Friday, June 06, 2014

D-Day Plus Seventy Years: My Uncle's Souvenirs of the Invasion of Normandy 1944

My Uncle Theo, a Texan, took part in the D-Day Invasion of Normandy in June of 1944.  He was a medic with the 2nd Armored Division and didn't land on Normandy Beach until June 7 -- D-Day + One.  When he died in 1957, he left us a suitcase filled with war mementos, collected from the invasion of Sicily (Italy) and also the Normandy invasion (France).  There were Nazi wallets, Italian uniform buttons, German, Italian and French cash and coins, German medals, a German first aid kit, German eating utensils, some unfired bullets, Nazi patches, and even a black Nazi helmet.  I still have most of these mementos, carefully preserved.

As a child going through the suit case, handling the artifacts, I could sense momentous events, Germans and Americans, horror and death. The Nazi wallets were stuffed with personal pictures of handsome young German soldiers posing with friends, family and sweethearts.  This impressed on me the reality of war.  These dead Germans were human beings, and I could feel a certain empathy for them while still hating their cause.  But if somebody had to die, I thought, better them than us.  We didn't start this war.

Uncle Theo? (Sitting)
I noticed a sour smell in the suitcase that seemed to emanate from an orange colored plastic bottle.  It had German writing on the side, so I didn't know what it was for.  Years later, a friend who spoke German told me the bottle contained a salve for rubbing on the skin after a chemical or gas attack.  Now, all these years later, I still associate that sour chemical smell with D-Day.  I still have that orange bottle, but the smell is very faint now.  My uncle's suitcase, which had absorbed much of the smell, crumbled into dust years ago.  I now store his Normandy items in a large, plastic, sealed storage box.

Looking at many pictures of D-Day, however, I get an impression that it was rainy and wet.  It was a massive logistics operation, moving men, weapons, supplies and machines onto Normandy Beach.  LST's, a small ship with doors that opened in the bow, pushed their noses up close to the beach.  A special bridge built by British engineers provided the runway from the LST bows to the beach.  The LST's opened their large doors and expelled tanks, trucks, jeeps, artillery and long lines of troops.  Funny to think that 70 years have passed since that great undertaking -- a lifetime ago.

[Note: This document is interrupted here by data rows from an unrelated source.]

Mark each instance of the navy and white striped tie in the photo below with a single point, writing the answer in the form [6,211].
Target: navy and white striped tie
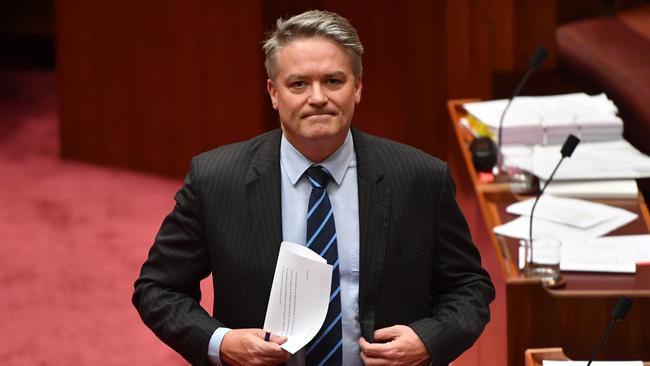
[326,347]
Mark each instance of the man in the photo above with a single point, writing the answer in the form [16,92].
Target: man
[408,287]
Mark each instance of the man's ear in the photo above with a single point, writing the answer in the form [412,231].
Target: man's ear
[273,93]
[357,92]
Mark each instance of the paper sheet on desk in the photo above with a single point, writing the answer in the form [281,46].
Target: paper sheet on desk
[573,212]
[519,227]
[593,160]
[595,363]
[617,254]
[299,296]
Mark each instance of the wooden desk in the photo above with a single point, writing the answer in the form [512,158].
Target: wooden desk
[535,356]
[574,316]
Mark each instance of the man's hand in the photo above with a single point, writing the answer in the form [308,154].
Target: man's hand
[248,347]
[402,347]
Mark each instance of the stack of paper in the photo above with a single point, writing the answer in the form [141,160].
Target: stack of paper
[549,119]
[617,254]
[579,225]
[565,219]
[599,160]
[299,296]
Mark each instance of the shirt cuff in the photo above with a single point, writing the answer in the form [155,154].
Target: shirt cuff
[214,347]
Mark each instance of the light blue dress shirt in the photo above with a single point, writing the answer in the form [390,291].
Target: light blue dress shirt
[343,195]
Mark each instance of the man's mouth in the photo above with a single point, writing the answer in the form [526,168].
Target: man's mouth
[318,114]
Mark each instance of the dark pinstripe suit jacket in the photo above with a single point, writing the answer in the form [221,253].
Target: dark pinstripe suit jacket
[418,265]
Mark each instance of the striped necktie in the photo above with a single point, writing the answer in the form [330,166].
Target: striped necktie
[326,347]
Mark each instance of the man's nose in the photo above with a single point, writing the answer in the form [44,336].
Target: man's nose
[317,95]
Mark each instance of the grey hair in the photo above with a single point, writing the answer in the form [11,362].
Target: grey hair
[313,23]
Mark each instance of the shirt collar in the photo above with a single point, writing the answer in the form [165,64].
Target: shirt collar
[296,163]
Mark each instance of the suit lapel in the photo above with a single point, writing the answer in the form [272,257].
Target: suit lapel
[374,221]
[263,201]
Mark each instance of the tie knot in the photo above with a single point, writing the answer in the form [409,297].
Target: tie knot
[318,176]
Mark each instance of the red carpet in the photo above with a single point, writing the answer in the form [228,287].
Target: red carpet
[73,237]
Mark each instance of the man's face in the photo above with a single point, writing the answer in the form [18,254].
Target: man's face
[314,92]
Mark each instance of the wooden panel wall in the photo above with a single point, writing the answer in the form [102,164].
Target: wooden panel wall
[148,84]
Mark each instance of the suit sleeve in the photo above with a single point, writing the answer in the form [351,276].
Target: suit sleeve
[167,293]
[461,289]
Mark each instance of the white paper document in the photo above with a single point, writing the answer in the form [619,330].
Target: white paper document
[299,296]
[549,119]
[592,160]
[617,254]
[519,227]
[593,189]
[573,212]
[595,363]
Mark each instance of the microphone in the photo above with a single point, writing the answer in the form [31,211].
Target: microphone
[567,149]
[535,62]
[618,313]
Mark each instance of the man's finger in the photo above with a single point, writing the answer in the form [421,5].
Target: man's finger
[389,333]
[373,349]
[372,361]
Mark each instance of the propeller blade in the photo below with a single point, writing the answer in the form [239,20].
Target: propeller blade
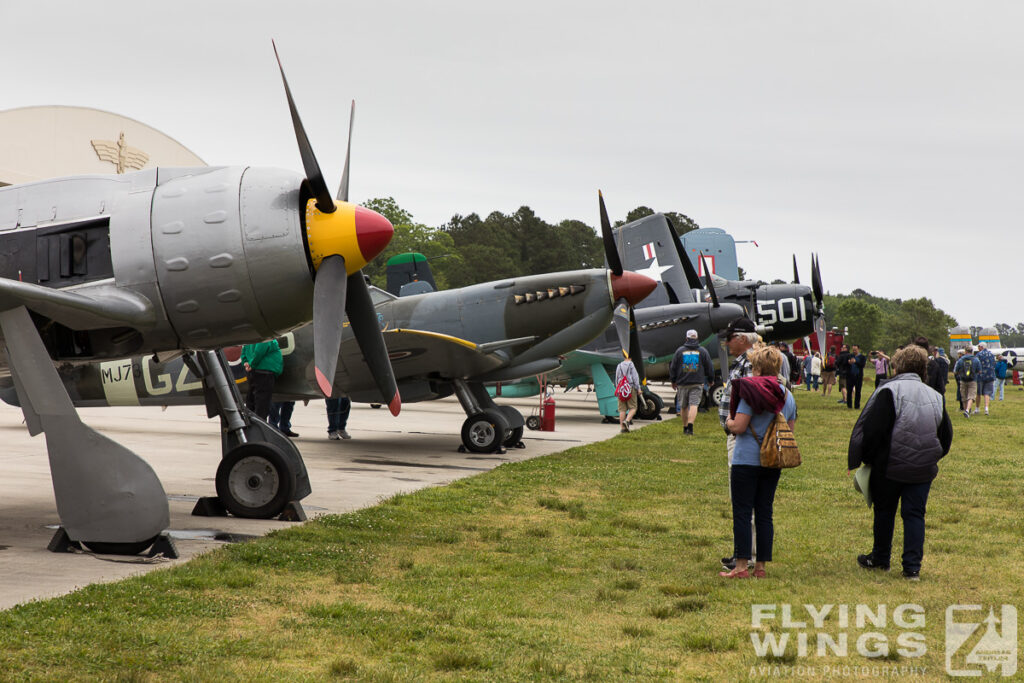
[723,359]
[711,285]
[343,187]
[329,302]
[635,351]
[363,317]
[819,330]
[313,175]
[673,298]
[819,292]
[692,279]
[621,318]
[610,251]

LSTs Unloading Men, Weapons and Machines
Normandy Beach,  June 1944
(Click to see full size)
Life Magazine printed photographs of the Normandy invasion, and there is a photo of a balding, husky soldier sitting near the water's edge, next to a line of dead American soldiers, most of who drowned coming ashore.   They wore their army life jackets (actually, a doughnut shaped, inflatable tube) too low on their bodies, and the life jackets flipped them over, pointing their heads down into the water, drowning them.  The Army life jackets were poorly designed -- Navy jackets didn't do this.

My father wrote to my uncle, who was at that time "somewhere in France," sending him a clipping of the photo, and asking if it were him.  I still have his letter in response, a letter headed "In France" and dated August 17, 1944.  He wrote "About the clipping you sent [the answer] is yes, but I probably could give no details now.  You see, this division has been under rigid censorship for two years, being an arm'd [armored] division."  However, Unc is facing away from the camera, so we will never be able to prove it (but dang, it sure looks like him to me).  That's the photo above.

As the allied troops moved off the beaches and into the French interior, my uncle went with them, winning both a Bronze Star and a Silver Star for tending the wounded under heavy small arms and artillery fire, near Carentan, France.  He also won his second Purple Heart prior to the Battle of the Bulge (the first was in Sicily), when he was wounded and sent back to England to recover.

The Coast of Normandy as It Looks Today:

The American Cemetery is to the right, the last resting place for those who died on the beaches.

Some of the Artifacts Brought Back From Normandy
by My Uncle Theo, Pvt, 2nd Armored Division
Photo:  On the left is a photo I took of some of Unc's Normandy artifacts.  There's a picture of someone's sweetheart, a German First Aid kit, two wallets, a gray leather cartridge box that was affixed to a soldier's belt, a spoon/fork combination in a gray leather holder that also strapped onto a soldier's belt, that orange bottle mentioned earlier, a case that held the orange bottle, a real Nazi helmet in near-pristine condition, some wallets, a patch, some medals, a German soldier's belt bucklet, some bullets, and one more wallet.

I will make a second post of some of the pictures that my uncle found in wallets of fallen Nazi soldiers during the Normandy invasion.  These pictures, except for Alfred Schmid, have not been published anywhere before.

See post below this one for those pictures.


Always On Watch said...

I've been quite ill and, therefore, late to get to your D-Day post. My apologies.

My two cousins who served during D-Day didn't bring home any souvenirs as far as I know. I wish that they had!

Stogie Chomper said...

Yes, it's nice to have an actual connection to that famous day and time; it makes it all seem more real.